覚せい剤取締法違反,関税法違反被告事件
判決データ
AI概要
【事案の概要】 被告人は、親交の深い知人Eから、日本で荷物を受け取り運搬する仕事を紹介され、令和元年5月にアメリカ合衆国から札幌市内の民泊施設宛てに送付された2個の郵便物(荷物①:覚せい剤約900グラム、荷物②:覚せい剤約1091グラム)の受領・運搬に関与した。荷物①は成田国際空港の保税蔵置場で税関職員に発見され配達されなかったが、荷物②は通関を経て被告人が民泊施設で受領した。被告人は荷物②からカップ麺容器に封入された銀色密封袋73袋を取り出し、札幌から鉄道で東京を経て川崎市内へ運搬中、麻薬取締官に任意同行を求められ覚せい剤が発見された。検察官は覚せい剤の営利目的輸入罪及び所持罪で起訴した(求刑:懲役12年及び罰金400万円)。 【争点】 被告人が、荷物①及び荷物②に覚せい剤等の違法薬物が入っている可能性を認識していたか、また荷物②から取り出した銀色密封袋について違法薬物を所持している可能性を認識していたかが争点となった。
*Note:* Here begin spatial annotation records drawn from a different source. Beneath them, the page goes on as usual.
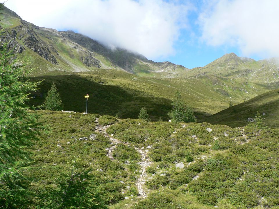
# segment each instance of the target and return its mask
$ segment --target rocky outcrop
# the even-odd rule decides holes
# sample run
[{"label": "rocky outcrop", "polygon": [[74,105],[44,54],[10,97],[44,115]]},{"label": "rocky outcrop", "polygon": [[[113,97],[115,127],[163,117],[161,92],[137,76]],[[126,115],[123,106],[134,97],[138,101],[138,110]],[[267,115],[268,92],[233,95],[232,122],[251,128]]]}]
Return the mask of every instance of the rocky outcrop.
[{"label": "rocky outcrop", "polygon": [[101,63],[100,61],[91,55],[84,57],[81,56],[81,62],[87,67],[95,67],[98,68],[101,67],[100,65]]},{"label": "rocky outcrop", "polygon": [[29,28],[27,22],[22,21],[22,24],[15,28],[15,32],[18,34],[17,38],[22,40],[26,47],[53,64],[57,64],[56,58],[51,52],[47,44],[41,39],[33,30]]},{"label": "rocky outcrop", "polygon": [[[0,29],[2,29],[0,26]],[[4,31],[0,34],[0,42],[8,43],[7,45],[8,49],[13,49],[14,53],[21,53],[25,51],[23,46],[21,45],[16,40],[17,32],[14,30],[12,30],[9,32],[6,30]]]}]

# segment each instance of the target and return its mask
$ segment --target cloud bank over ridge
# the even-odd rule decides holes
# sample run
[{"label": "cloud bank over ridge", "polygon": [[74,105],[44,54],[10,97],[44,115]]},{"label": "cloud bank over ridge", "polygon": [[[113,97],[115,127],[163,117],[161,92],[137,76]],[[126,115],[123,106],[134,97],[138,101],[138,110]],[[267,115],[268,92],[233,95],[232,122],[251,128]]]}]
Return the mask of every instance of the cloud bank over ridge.
[{"label": "cloud bank over ridge", "polygon": [[279,1],[219,0],[203,7],[198,22],[207,44],[235,46],[245,56],[279,57]]},{"label": "cloud bank over ridge", "polygon": [[71,29],[149,59],[175,53],[191,7],[162,0],[10,0],[5,4],[41,27]]}]

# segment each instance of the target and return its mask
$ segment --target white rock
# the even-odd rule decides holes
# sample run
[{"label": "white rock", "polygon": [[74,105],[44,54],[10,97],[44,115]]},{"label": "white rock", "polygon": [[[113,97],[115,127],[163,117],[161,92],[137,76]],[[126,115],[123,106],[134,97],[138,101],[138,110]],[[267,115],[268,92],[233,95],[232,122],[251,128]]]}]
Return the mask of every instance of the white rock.
[{"label": "white rock", "polygon": [[89,136],[89,138],[92,140],[95,140],[96,137],[97,137],[97,134],[90,134],[90,136]]},{"label": "white rock", "polygon": [[193,180],[196,180],[198,179],[199,176],[194,176],[194,177],[193,178]]},{"label": "white rock", "polygon": [[82,141],[82,140],[87,140],[87,137],[81,137],[81,138],[80,138],[79,139],[80,141]]},{"label": "white rock", "polygon": [[210,128],[207,128],[206,130],[209,133],[210,133],[212,131],[212,129]]},{"label": "white rock", "polygon": [[184,165],[183,163],[176,163],[175,164],[175,167],[179,168],[183,168],[185,166],[185,165]]}]

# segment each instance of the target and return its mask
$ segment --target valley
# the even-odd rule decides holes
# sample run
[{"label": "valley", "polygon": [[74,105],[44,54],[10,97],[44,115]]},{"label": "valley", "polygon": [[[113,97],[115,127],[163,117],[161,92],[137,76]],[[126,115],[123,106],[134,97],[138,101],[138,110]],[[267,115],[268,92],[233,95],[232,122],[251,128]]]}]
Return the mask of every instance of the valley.
[{"label": "valley", "polygon": [[[40,125],[28,128],[35,134],[28,143],[11,144],[29,155],[12,156],[12,170],[1,158],[17,152],[0,153],[8,174],[0,175],[0,207],[278,208],[278,59],[232,53],[189,69],[72,30],[36,26],[5,6],[1,11],[1,50],[10,42],[7,47],[17,59],[9,60],[16,60],[9,73],[18,64],[19,80],[39,82],[35,91],[20,95],[25,99],[10,103],[26,105]],[[31,73],[24,74],[27,69]],[[62,111],[46,109],[53,84]],[[8,91],[3,85],[1,95]],[[197,122],[170,118],[178,91]],[[151,121],[139,119],[142,107]],[[255,125],[257,111],[262,127]],[[7,112],[3,124],[20,118]],[[3,132],[10,128],[0,126]]]}]

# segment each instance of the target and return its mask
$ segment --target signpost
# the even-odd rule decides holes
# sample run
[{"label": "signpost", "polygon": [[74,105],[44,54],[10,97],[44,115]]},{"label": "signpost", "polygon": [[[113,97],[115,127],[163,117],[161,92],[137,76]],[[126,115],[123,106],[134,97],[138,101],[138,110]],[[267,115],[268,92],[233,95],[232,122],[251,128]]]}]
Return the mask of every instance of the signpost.
[{"label": "signpost", "polygon": [[86,98],[86,113],[87,113],[87,100],[88,100],[88,98],[89,97],[89,96],[88,94],[87,94],[87,95],[84,96],[84,97]]}]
被告人は、Eからトリュフ等の高級食材であり関税を免れるための仕事であると説明を受け、これを信じていたと主張した。 【判旨(量刑)】 裁判所は、被告人の違法薬物の認識について合理的疑いが残ると判断し、覚せい剤輸入罪及び所持罪を認めなかった。その理由として、①Eは被告人の家族と親密な関係にあり信頼に足る人物であったこと、②Eが実際に食品関連の仕事に従事していたこと、③勧誘が家族も参加するグループチャットで行われたこと、④第三者(H及びI)に対してもEがトリュフの仕事である旨説明していた裏付けがあること等を挙げた。検察官が指摘する不審な行動(ゴム手袋の着用、銀色密封袋の取扱い、鉄道での長距離移動等)についても、いずれもEの説明を信じた上での指示への従属的行動として説明可能であるとした。覚せい剤所持についても、仮に任意同行直前に違法薬物の可能性を認識したとしても、その期間はわずか1分程度にすぎず、自らの意思に基づく実力支配関係を認定できないとして無罪とした。結論として、被告人には関税法上の無許可輸入の故意のみが認められるとし、罰金100万円を言い渡した(求刑の懲役12年及び罰金400万円から大幅に減軽)。